The RF model was used to simulate the effect of AOD values using six environmental covariates: RH, T, WSmax, WSmean, EV, and NDVI. Because the Taklimakan Desert is remote with no human interference, dust aerosols are mainly constrained by natural conditions. The results showed that RH contributed most to the change in AOD, followed by temperature. NDVI contributed the least, probably because of the extremely scarce vegetation in the Taklimakan Desert and lack of plant cover in nearly the entire area. Moreover, the highly mobile sand layer hinders the spread of already sparse plants. This lack of diffusion indicated that NDVI cannot be the factor affecting AOD the most. However, the boundaries in Figs. 9 and 10 between low and high AOD are so stable, it might be related to low vegetation cover. The NDVI is not a fine product to express the vegetation coverage, it only reflects one of the important parameters of crop growth and nutritional information. In the lower vegetation cover region, the spatial distributions in AOD on the ground might be highly relatable to the presence of vegetation. The Taklimakan Desert has a typical warm temperate with continental arid climate. The temperature is high throughout the year, leading to strong evaporation and high dryness of the sand surface. Thus, temperature is an important factor affecting AOD.

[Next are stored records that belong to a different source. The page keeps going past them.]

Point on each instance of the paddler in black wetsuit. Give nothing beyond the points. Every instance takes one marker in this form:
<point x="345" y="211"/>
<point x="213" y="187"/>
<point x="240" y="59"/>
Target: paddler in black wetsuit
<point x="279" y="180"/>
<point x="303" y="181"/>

Dusty weather in the Taklimakan Desert has increased over the past 20 years. Sand, dust, and even tornadoes can contribute to AOD changes. Moreover, long-distance transport of dust aerosols in East Asia must be considered (Gu et al., 2016; Guo & Yin, 2015). There are many other factors affecting sandstorms, such as polar vortexes, evaporation speed, and precipitation. In addition to weather conditions, atmospheric stability and wind field characteristics may cause sandstorms, which require our attention.

Due to the limitations of solar photometer observations, mainly due to spatiotemporal limitations, the number of measured samples that can be matched with RS satellites is not very large. The correlation analysis between MODIS AOD data and ground-based measured data can only provide partial reference help. It should be from point to the surface, and more measured data are needed for verification.

Aerosol optical depth is affected not only by atmospheric pollutants and daily meteorological factors but also by cumulative effects of various environmental variables over the preceding few days. Further, this study has certain limitations. Some downloaded MODIS AOD data are missing, and some information may be lost. Through analysis, it was found that RH is the most important factor affecting the change in AOD. in addition, On a large scale, the importance of RH still needs to be further studied.

Conclusion

The average monthly AOD value in the Taklimakan Desert showed a significant trend of increasing and then decreasing with a “single peak” curve. Moreover, the average AOD value in the four seasons showed obvious seasonal change characteristics; from 2000 to 2015, the AOD in spring occupied first place (0.28), the value in summer came second (0.27), the value in winter was minimum (0.17). In spring, the air pollution in the Taklimakan Desert was most serious. After summer, the AOD value significantly decreased and remained relatively stable. The annual average AOD value is 0.23, and the interannual change exhibited a gradual increasing trend. From 2000 to 2005, it increased slowly that the AOD value from 0.21 to 0.22; from 2005 to 2010, it was relatively stable (from 0.220 to 0.224); from 2010 to 2015, the AOD value clearly and rapidly increased that the value from 0.22 to 0.26. These result indicated that air pollution in the Taklimakan Desert and its margins has intensified in the last 20 years, particularly in the last 5 years. The deterioration of the air environment is more prominent and severe. From the correlation analysis, it was found that the correlations between AOD and various meteorological elements were different. Among them, AOD and RH showed a significant negative correlation, which was largest at 0.7. The effect of RF model on AOD showed better correlation, R2 = 0.91; RH had the most significant effect on AOD.